Und damit zu Kabarett/Comedy. Hauptpreis-Gewinner Till Reiners führt die überkommene Trennung ad absurdum, indem er abwechselnd in zwei Mikros spricht: Kabarett in das eine, Comedy in das andere. Auch sonst schafft es der gebürtige Duisburger in den zur Verfügung stehenden sechs Minuten spielend, auch den letzten Zweifler von seiner Preiswürdigkeit zu überzeugen. Laudator und Bühnen-Partner Moritz Neumeier sagt: "Man könnte ihn in die Tagesschau stellen, und die Leute würden sich über den Weltuntergang totlachen."

Piechottas Stimme "klingt wie schwerer Schnee"
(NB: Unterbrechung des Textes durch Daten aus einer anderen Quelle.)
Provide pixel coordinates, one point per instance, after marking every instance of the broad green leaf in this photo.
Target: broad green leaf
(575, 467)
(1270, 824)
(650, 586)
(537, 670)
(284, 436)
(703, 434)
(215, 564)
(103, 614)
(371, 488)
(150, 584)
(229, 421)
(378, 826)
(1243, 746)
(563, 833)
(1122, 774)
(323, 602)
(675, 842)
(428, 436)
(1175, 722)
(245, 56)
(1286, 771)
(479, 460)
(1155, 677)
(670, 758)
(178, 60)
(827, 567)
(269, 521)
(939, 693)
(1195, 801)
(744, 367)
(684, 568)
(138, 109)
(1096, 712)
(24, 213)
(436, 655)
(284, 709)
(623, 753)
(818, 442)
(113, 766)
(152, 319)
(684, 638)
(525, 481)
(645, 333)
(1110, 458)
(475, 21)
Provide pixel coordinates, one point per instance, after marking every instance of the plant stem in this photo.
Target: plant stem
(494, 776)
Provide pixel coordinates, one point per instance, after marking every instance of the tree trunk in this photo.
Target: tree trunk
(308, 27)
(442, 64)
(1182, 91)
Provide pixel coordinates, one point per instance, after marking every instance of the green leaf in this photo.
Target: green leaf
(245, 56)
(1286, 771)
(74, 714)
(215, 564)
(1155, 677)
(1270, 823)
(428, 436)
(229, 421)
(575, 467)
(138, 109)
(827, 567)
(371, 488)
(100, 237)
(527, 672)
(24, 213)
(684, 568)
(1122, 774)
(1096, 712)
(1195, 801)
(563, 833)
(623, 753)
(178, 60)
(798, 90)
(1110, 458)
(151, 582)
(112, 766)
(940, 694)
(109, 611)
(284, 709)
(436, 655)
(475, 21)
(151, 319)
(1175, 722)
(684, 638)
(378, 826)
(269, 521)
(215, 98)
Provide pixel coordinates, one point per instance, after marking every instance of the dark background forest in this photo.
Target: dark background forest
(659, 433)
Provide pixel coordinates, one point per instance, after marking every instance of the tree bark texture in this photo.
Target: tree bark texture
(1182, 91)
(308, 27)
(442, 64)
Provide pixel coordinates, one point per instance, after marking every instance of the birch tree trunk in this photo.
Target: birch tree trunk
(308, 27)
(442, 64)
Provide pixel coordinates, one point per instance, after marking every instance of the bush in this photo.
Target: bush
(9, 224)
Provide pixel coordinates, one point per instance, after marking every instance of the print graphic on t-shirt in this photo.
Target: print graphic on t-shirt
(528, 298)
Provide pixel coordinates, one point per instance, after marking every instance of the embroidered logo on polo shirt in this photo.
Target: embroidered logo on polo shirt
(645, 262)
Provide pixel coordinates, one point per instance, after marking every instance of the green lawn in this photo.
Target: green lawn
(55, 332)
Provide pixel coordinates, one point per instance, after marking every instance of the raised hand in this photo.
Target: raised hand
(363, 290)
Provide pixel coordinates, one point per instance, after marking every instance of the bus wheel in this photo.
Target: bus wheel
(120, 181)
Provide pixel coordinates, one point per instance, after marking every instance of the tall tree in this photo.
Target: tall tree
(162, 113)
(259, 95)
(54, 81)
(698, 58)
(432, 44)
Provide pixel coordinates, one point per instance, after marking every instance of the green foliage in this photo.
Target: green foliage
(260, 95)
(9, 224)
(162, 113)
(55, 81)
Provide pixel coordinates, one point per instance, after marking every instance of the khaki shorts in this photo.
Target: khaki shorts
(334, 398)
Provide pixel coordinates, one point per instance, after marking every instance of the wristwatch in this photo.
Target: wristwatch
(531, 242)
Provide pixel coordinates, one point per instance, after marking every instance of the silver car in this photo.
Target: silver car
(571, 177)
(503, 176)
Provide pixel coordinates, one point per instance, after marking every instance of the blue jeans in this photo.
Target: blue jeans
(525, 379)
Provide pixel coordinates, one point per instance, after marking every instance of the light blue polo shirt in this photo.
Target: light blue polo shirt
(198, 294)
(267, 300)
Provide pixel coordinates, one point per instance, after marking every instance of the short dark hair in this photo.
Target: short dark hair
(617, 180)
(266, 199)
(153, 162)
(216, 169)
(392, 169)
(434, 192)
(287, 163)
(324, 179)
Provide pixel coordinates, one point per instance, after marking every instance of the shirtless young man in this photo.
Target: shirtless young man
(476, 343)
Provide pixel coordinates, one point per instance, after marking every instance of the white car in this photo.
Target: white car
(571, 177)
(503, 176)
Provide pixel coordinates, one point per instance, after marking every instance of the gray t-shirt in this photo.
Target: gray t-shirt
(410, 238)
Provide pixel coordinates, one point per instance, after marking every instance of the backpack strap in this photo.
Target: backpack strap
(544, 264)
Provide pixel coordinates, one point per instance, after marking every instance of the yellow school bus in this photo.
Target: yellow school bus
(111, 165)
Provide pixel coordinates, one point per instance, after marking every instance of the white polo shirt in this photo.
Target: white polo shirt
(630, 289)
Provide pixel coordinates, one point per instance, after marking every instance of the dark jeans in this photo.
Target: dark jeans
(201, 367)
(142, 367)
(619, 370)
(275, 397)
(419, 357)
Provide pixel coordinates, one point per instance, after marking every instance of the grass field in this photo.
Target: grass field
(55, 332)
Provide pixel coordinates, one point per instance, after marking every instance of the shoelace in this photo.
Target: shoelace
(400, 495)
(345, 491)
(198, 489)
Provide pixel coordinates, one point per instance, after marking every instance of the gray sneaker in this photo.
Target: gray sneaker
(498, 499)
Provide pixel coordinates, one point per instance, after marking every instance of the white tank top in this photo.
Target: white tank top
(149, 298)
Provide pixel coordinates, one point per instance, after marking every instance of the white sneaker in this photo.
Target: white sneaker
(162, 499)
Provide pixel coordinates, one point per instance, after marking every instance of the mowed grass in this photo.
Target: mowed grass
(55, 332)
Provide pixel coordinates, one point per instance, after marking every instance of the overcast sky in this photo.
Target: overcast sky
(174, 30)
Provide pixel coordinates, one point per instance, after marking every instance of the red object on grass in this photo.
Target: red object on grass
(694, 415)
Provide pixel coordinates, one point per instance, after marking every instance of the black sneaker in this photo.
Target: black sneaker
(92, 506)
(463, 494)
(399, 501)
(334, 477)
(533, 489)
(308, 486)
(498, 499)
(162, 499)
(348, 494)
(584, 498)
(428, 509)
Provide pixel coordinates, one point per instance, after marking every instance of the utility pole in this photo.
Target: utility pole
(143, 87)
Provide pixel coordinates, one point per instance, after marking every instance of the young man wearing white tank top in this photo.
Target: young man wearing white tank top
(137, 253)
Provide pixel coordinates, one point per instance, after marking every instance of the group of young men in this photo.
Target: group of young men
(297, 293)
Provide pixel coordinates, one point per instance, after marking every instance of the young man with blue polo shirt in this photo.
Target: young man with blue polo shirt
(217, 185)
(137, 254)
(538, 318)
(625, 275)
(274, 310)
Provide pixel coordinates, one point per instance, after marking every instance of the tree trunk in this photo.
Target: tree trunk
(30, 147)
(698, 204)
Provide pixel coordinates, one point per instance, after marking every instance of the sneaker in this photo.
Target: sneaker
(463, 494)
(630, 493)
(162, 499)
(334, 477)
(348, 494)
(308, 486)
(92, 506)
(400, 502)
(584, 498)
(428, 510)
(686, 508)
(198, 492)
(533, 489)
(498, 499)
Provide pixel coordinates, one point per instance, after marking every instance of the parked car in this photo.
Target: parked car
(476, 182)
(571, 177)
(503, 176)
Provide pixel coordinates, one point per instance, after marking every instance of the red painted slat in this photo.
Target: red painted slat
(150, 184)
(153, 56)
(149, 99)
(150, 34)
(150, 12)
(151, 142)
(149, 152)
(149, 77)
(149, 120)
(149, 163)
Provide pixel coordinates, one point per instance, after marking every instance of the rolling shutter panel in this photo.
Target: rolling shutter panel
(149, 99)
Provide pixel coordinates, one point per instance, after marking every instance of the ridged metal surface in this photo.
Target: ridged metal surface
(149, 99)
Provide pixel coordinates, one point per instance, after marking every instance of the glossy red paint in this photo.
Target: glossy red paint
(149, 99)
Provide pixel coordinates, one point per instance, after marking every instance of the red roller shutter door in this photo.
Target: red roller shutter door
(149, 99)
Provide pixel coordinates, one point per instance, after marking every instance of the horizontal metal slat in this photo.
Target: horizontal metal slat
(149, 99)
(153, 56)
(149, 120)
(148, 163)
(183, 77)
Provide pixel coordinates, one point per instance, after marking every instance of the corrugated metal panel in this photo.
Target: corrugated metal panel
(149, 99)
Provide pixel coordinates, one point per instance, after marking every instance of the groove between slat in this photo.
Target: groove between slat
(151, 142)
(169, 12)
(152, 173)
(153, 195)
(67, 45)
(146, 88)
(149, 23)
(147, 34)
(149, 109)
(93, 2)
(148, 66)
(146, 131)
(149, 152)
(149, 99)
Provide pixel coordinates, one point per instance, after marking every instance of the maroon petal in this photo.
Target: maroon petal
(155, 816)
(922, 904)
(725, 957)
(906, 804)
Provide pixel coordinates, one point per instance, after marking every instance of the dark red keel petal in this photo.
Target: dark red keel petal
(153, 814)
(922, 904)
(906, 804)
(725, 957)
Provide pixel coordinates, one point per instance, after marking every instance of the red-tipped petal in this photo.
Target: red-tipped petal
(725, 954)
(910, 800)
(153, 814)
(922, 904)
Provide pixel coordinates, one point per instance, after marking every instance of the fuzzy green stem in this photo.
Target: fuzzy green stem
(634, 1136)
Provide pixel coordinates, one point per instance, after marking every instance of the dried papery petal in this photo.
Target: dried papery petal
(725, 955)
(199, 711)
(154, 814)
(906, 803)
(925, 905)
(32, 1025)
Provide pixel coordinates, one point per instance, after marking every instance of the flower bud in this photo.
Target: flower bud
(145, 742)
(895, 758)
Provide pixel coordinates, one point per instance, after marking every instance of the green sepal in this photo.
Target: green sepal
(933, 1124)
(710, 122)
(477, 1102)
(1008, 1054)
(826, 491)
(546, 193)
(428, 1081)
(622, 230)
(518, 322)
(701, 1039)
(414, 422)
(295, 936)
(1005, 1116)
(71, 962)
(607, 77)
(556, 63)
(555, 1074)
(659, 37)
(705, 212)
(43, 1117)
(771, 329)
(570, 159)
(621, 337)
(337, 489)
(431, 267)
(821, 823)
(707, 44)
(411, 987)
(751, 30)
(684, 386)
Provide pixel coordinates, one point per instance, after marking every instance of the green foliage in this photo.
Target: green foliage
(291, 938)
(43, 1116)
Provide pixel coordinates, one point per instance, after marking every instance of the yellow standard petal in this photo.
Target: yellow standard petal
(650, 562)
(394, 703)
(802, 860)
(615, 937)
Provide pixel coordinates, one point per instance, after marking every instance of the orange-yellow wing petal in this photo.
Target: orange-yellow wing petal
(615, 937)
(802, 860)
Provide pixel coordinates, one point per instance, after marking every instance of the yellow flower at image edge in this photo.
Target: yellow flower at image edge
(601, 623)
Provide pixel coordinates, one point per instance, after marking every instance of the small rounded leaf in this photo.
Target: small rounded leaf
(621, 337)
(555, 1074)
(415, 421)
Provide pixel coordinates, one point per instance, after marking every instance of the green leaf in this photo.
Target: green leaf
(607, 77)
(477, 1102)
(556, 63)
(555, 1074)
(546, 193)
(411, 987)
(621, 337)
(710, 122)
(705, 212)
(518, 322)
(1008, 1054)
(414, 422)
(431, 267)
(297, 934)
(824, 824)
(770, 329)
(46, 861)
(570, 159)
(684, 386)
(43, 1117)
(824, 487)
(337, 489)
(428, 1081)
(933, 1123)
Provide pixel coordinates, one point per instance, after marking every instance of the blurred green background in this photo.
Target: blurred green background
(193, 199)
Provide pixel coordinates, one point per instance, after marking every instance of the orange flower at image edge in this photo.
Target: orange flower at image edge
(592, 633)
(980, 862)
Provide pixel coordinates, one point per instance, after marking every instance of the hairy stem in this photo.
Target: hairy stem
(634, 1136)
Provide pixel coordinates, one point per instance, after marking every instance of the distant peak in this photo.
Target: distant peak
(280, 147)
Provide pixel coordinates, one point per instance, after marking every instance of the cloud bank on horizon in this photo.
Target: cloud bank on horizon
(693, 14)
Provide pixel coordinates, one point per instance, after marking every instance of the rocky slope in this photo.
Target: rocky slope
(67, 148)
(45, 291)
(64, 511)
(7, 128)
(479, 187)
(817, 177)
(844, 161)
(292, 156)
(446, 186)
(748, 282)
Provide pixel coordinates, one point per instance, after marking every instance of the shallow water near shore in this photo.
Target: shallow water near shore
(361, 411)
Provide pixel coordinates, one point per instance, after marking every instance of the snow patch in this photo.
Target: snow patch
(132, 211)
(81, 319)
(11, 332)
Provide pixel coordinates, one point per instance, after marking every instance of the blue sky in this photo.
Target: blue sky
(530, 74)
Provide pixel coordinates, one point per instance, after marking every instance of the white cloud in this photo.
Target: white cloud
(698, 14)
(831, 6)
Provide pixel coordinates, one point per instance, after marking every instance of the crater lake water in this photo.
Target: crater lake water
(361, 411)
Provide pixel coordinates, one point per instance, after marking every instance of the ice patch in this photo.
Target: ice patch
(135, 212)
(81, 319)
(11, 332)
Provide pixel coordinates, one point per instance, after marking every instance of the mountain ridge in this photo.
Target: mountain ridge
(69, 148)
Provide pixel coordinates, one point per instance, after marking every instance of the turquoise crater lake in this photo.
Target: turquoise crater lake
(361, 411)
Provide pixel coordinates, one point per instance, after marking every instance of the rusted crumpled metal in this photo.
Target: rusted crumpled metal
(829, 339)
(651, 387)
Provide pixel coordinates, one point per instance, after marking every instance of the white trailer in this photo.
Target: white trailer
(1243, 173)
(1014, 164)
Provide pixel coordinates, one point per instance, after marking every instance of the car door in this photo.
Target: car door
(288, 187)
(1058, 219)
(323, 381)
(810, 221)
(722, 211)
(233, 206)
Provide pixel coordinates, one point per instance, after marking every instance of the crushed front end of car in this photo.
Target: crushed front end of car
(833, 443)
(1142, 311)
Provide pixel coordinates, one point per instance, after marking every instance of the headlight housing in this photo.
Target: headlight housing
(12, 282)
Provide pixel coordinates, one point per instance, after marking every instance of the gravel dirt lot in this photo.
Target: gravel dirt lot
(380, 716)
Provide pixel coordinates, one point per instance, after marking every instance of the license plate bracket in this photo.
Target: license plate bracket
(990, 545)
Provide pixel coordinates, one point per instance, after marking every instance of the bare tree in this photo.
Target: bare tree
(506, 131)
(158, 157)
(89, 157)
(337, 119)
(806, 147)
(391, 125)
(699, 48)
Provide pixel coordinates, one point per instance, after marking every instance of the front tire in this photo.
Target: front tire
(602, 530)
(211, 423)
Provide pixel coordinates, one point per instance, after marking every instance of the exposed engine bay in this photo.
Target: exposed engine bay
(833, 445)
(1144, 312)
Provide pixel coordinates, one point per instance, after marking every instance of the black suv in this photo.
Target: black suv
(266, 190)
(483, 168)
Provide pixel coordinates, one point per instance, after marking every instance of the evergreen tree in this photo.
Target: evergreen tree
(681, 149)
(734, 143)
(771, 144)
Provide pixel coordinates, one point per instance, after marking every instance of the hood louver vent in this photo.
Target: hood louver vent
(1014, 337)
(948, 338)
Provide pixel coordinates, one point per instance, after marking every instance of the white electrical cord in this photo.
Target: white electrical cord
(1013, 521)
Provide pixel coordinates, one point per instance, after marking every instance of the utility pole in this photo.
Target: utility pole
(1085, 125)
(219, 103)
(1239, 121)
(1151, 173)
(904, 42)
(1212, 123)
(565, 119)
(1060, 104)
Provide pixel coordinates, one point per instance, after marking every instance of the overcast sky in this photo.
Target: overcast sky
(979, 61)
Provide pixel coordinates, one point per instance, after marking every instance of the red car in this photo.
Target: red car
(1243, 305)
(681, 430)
Am lautesten würde wohl Teresa Reichl lachen: Die Gewinnerin der Kategorie Senkrechtstarter hat die mit Abstand schrillste Lache im Saal, ist Lobredner Christian Springer zufolge "unfähig, klassisches Frauen-Kabarett zu machen: Sie macht, was sie will - und nennt alle Arschlöcher beim Namen." Damit ist das Bühnenwesen der kracherten Niederbayerin trefflich beschrieben. Auch der Jazzer/Singer/Songwriter/Kabarettist Michael Krebs findet warme Worte für Musikpreis-Gewinnerin Anna Piechotta: "Ihre Stimme klingt wie schwerer Schnee, wenn sie vom Tod singt." Die Pianistin mit der furiosen Stimme trage ihre inneren Kämpfe auf der Bühne aus, sei eine Suchende, keine Wissende, zögere, wo andere schon behaupten.

Alles richtig, nur bleibt viel zu wenig Bühnenzeit für die Künstlerinnen und Künstler. Gerade Piechotta gelingt es, in wenigen Minuten eine Wow-Stimmung in den Saal zu zaubern. Wie gern hätte man da länger zugehört, dafür auf den ein oder anderen "Einspieler" verzichtet. Von denen gibt es am Ende noch reichlich zum 70. von Ottfried Fischer, der krankheitsbedingt daheim geblieben ist. Auch da hätte eine konsistente Rede mehr zur Erbauung beigetragen als ein Dutzend baugleicher Geburtstagswünsche. Dass Moderator Hannes Ringlstetter das im Kreuz gehabt hätte, beweist allein dieser Satz über den Jubilar: "Eigentlich hat der liebe Gott Bayern um ihn herumgebaut."